Automotive engineering company, Applus+ IDIADA, has invested in an Integrated Vehicle Dynamics & Ride Comfort Simulation Platform. This vehicle development platform enables automotive manufacturers to simultaneously evaluate and optimise both handling dynamics and ride comfort from the earliest stages of vehicle design, reducing development time and costs while enhancing vehicle performance.
“Until now, automotive engineers have faced a significant challenge: while virtual simulation has advanced handling and steering development, ride comfort and NVH – especially in the secondary ride domain – remained difficult to optimise before physical prototype testing,” said Guido Tosolin, senior manager for vehicle dynamics at Applus+ IDIADA. “This integrated platform solves this long-standing industry problem.”

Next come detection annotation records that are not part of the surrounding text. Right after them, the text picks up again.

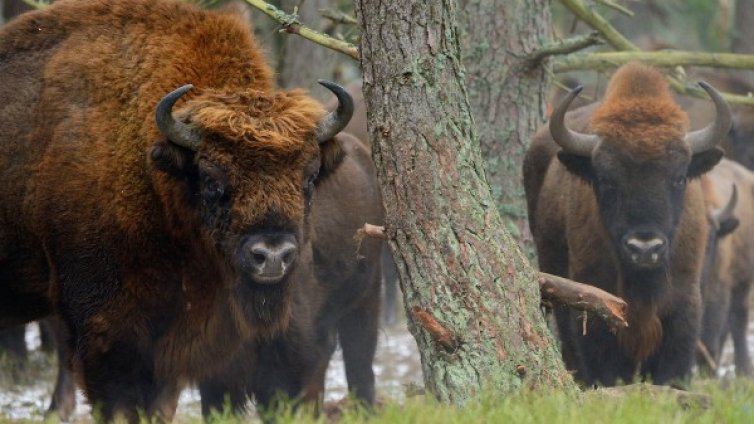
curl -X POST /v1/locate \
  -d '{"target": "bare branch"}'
[244,0,359,60]
[552,50,754,73]
[320,9,359,25]
[528,32,605,66]
[560,0,754,105]
[596,0,634,18]
[560,0,639,51]
[539,272,628,330]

The cornerstone of the platform is VI-grade’s Hyperdock, a lightweight cockpit featuring calibrated shakers at driver contact points. Installed on IDIADA’s DiM250 driving simulator, this configuration delivers accurate high-frequency acceleration feedback, extracted in real-time from sophisticated vehicle models.
The technological ecosystem includes high-definition real-time multi-body models combined with high-frequency transfer function models. The system also includes VI-NVHSim Simulator Software from VI-grade for comprehensive model preparation and acoustic feedback, and a Concurrent RT Machine that supports real-time computing for complex vehicle models with hundreds of degrees of freedom.
According to Applus+ IDIADA the platform provides three critical advantages for automotive manufacturers: it facilitates ‘first-time-right’ prototypes, reducing costly development iterations; it enables a seamless balance of handling dynamics and ride comfort through integrated optimisation; and it allows early subjective evaluation with accurate vibration feedback before physical prototypes exist.
The technology can be particularly valuable for optimising long-lead components such as bushings, subframes and body structures – elements that are typically difficult and expensive to modify later in a development programme. The Integrated Vehicle Dynamics & Ride Comfort Simulation Platform will be available to automotive manufacturers in the second half of 2025.
IDIADA will provide additional details about the adoption of this technology during VI-grade’s 2025 Zero Prototypes Summit, taking place on 13-15 May at VI-grade’s SimCenter in Udine, Italy.